Wie diese aussieht, ist auch im Internet zu sehen. Ein mutiger Zeuge hatte mit der Videokamera die Züchtigung Badawis festgehalten und auf der Videoplattform "Youtube" auszugsweise veröffentlicht. Rund eine Viertelstunde dauerte die Auspeitschung. Badawi stand aufrecht, die Hände auf dem Rücken.
Anklagepunkt: "Verbrechen gegen den Islam"
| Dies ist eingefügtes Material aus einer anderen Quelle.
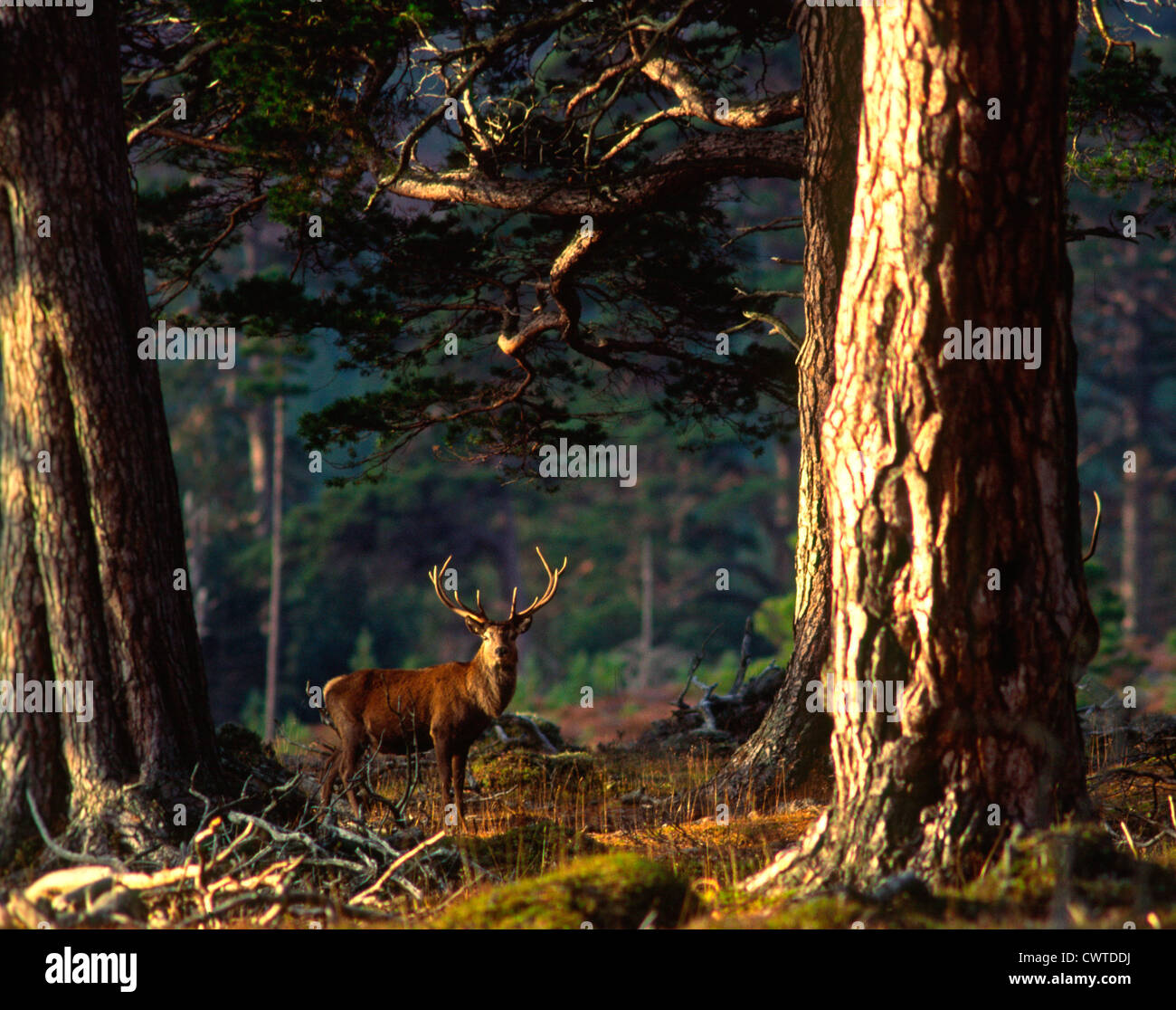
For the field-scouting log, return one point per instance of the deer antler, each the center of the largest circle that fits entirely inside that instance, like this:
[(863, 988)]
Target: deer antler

"Verbrechen gegen den Islam" lautete die Anklage. Außerdem beschuldigte das Gericht Badawi, er habe islamische Würdenträger lächerlich gemacht und "die Grenzen des Gehorsams" überschritten. Auf dieser Grundlage war Badawi zu den insgesamt 1000 Peitschenhieben verurteilt worden - neben einer zehnjährigen Haftstrafe und einer Geldbuße von knapp 200.000 Euro.
Christoph Strässer, Menschenrechtsbeauftragter der Bundesregierung, kritisiert die Körperstrafe. Die Auspeitschung Badawis verstoße gegen die Menschenwürde. "Das ist eine ganz besondere Entwürdigung. Und ich bin sehr froh, dass es auch diese Menge an Protesten gibt." Dies umso mehr, als hier ein grundlegendes Freiheitsrecht zur Disposition stehe. "Nach unserem Verständnis ist das Bestandteil der Freiheit zur Meinungsäußerung, wie sie im Übrigen ja auch im Kern in der saudischen Verfassung steht."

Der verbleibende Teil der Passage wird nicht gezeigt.